Following α-CD3/CD2/CD28 stimulation, however, TSCM cells gradually upregulated CD45RO over several cell divisions while acutely downregulating CD62L and CCR7 (Fig. 4c and Supplementary Fig. 10). These dynamic changes in phenotype resulted in a diverse progeny comprising about 50% of TCM cells and 4% of TEM cells (Fig. 4d). Most importantly, 15% of TSCM-derived cells maintained a CCR7+CD62L+CD45RA+CD45RO− phenotype even after this potent stimulus, indicating that TSCM cells have the multipotent capacity to derive all memory T-cell subsets (Fig. 4d). By contrast, TCM cells retained a central memory phenotype or differentiated into TEM cells, but did not generate TSCM (Fig. 4d). Consistent with their advanced differentiation state, TEM cells did not reacquire CD62L or CCR7 and did not dedifferentiate into TCM or TSCM cells after either IL-15 or α-CD3/CD2/CD28 stimulation (Fig. 4a–d). Taken together, these findings indicate that TSCM cells have the stem cell-like properties of self-renewal and multipotency in vitro (Fig. 4e).

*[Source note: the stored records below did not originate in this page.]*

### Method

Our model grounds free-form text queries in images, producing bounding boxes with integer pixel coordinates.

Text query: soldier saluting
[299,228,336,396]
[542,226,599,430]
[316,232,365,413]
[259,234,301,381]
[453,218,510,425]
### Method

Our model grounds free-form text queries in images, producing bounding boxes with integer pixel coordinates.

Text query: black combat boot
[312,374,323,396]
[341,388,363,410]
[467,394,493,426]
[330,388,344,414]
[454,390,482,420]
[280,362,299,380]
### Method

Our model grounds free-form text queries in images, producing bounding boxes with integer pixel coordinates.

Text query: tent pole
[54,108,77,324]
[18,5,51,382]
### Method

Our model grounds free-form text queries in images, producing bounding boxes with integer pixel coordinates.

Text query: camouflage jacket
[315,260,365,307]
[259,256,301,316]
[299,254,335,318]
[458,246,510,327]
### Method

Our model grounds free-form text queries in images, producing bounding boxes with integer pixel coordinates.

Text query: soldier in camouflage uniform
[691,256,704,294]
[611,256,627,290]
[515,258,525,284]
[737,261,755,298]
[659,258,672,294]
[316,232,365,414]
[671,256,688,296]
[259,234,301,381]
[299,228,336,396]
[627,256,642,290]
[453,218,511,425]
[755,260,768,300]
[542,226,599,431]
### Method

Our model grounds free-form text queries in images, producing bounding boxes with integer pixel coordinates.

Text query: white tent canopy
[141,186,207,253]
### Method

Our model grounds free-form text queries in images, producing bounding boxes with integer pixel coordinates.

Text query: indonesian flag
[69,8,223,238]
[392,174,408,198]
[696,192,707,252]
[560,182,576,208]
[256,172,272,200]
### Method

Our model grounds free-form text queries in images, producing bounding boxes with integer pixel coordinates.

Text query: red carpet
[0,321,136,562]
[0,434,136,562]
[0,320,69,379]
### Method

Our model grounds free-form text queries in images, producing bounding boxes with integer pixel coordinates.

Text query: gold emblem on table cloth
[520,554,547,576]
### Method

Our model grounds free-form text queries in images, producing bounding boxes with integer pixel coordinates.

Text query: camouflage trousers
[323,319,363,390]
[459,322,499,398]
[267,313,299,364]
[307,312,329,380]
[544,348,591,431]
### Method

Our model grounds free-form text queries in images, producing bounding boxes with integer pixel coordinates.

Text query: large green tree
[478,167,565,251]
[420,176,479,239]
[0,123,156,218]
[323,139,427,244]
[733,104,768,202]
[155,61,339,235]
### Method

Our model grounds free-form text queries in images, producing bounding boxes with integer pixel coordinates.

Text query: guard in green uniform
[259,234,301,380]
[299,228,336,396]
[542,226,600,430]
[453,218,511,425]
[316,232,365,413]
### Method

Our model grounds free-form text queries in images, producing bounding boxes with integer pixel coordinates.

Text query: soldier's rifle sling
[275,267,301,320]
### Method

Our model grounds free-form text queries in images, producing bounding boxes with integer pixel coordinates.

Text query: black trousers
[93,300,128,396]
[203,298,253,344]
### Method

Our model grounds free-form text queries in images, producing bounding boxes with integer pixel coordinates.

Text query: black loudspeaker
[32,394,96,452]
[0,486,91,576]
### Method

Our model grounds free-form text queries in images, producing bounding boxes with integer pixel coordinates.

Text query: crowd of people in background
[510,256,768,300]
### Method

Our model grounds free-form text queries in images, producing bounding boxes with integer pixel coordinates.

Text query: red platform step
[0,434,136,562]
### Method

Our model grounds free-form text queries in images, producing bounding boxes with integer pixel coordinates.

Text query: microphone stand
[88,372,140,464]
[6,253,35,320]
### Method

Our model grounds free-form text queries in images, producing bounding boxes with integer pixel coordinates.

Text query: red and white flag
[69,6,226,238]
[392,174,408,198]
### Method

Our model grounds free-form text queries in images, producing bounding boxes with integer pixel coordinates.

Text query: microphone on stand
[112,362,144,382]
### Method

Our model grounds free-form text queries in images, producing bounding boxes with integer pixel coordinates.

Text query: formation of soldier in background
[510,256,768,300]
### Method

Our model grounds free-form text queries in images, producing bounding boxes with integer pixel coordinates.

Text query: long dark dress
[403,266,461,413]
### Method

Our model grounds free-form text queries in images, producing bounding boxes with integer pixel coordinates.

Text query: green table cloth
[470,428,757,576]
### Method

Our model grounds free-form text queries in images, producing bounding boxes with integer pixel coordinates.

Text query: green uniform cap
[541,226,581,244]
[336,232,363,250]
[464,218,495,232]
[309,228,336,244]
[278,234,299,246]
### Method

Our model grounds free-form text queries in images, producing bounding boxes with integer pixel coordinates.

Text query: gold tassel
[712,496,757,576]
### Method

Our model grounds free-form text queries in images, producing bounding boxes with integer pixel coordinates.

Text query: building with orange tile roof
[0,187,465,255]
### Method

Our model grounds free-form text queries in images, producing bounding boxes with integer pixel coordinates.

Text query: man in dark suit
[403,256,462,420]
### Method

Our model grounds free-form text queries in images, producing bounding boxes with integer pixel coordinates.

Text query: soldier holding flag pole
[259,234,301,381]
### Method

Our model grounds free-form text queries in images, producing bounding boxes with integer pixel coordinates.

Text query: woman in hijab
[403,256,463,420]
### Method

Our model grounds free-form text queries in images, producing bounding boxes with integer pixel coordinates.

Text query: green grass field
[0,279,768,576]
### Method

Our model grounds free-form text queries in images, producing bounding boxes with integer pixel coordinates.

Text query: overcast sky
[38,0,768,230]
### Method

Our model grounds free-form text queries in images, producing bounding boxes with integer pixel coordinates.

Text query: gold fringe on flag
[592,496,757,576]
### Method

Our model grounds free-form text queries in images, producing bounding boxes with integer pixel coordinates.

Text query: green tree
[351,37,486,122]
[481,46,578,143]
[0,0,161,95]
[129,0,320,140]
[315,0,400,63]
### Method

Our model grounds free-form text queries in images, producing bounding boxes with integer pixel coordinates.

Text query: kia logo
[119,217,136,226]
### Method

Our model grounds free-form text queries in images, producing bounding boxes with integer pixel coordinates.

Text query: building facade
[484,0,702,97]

Increased proliferative capacity, survival and anti-tumor activity of TSCM cells
We previously found that mouse TSCM cells have enhanced proliferative and survival capacities compared with TCM and TEM cells[9]. To evaluate the replicative responses of TSCM cells we measured the levels of 3H-thymidine incorporation after TCR stimulation. As previously reported[33], TCM and TN cells displayed increased proliferative responses compared to TEM cells, but they were outpaced by TSCM cells (Fig. 5a). Although assessment of telomerase activity was uninformative (Supplementary Fig. 12), we sought to ascertain the long-term replicative and survival capacities of TSCM. We adoptively transferred CD8+ T-cell subsets into highly immunodeficient NOD.Cg-PrkdcscidIl2rgtm1Wjl/SzJ (NSG) mice and evaluated T-cell engraftment one month after transfer. We co-transferred CD8-depleted peripheral blood mononuclear cells (PBMC) to provide a source of human cytokines and costimulatory molecules[34]. Strikingly, we found that TSCM engrafted with 10- to 100-fold more progeny than TCM or TN cells in both lymphoid and non-lymphoid tissues (Fig. 5b,c and Supplementary Fig. 13). Notably, TEM cells, which are used in clinical trials for adoptive immunotherapy[35,36], had a poor proliferative and survival capability with engraftment comparable to the contaminating CD8+ T-cell population from the co-transferred CD8-depleted PBMC. This humanized mouse model, however, is inadequate to test T-cell self-renewal in vivo because all CD8+ T-cell subsets uniformly differentiated into effector cells (Supplementary Fig. 14) likely as a result of encounter homeostatic cytokines and with xenogeneic major histocompatibility antigens. Nonetheless, adoptive transfer in NSG mice prove that TSCM cells have enhanced replicative and survival capabilities compared to naïve and conventional memory subsets.
Figure 5
Increased proliferative capacity, survival and antitumor activity of TSCM cells
a, 3H-thymidine incorporation by sorted CD8+ T-cell subsets after stimulation with α-CD3/CD2/CD28-coated beads. Data are represented as means ± s.e.m of 10 donors. Results are normalized to the number of seeded cells, as different cell numbers were obtained from different sorts. * = P < 0.05; ** = P < 0.01; *** = P < 0.001 (t test) b, Flow cytometry analysis of human T cells in the spleen, lymph nodes (LN) and liver of a representative NSG mouse at 4 weeks following adoptive transfer of CD4+ T cells (5 × 106) with or without sorted CD8+ T-cell subsets (106). Graphs show T cells after gating on human CD45+ cells. Numbers indicate the percentage of cells in the CD4+CD8− or CD4−CD8+ gates. c, Total human CD8+ T-cell recovery in the spleens, LN and livers from 6 NSG mice 4 weeks following adoptive transfer of CD4+ T cells with or without sorted CD8+ T-cell subsets. A total of 6 mice per T-cell subset from two independent experiments (3 replicate mice per T-cell subset per experiment) are shown. Horizontal bars indicate median values. * = P < 0.05; ** = P < 0.01 (t test) d–f, In vivo bioluminescent imaging (d), percentage change of body weight (e), and survival of NSG mice (f) bearing M108-luciferase mesothelioma after adoptive transfer of CD4+ T cells (106) with or without sorted CD8+ T-cell subsets (3 × 106) expressing a mesothelin-specific chimeric antigen receptor. *** = P < 0.001 One-Way Repeated Measures ANOVA (e) and Log-rank (Mantel-Cox) Test (f).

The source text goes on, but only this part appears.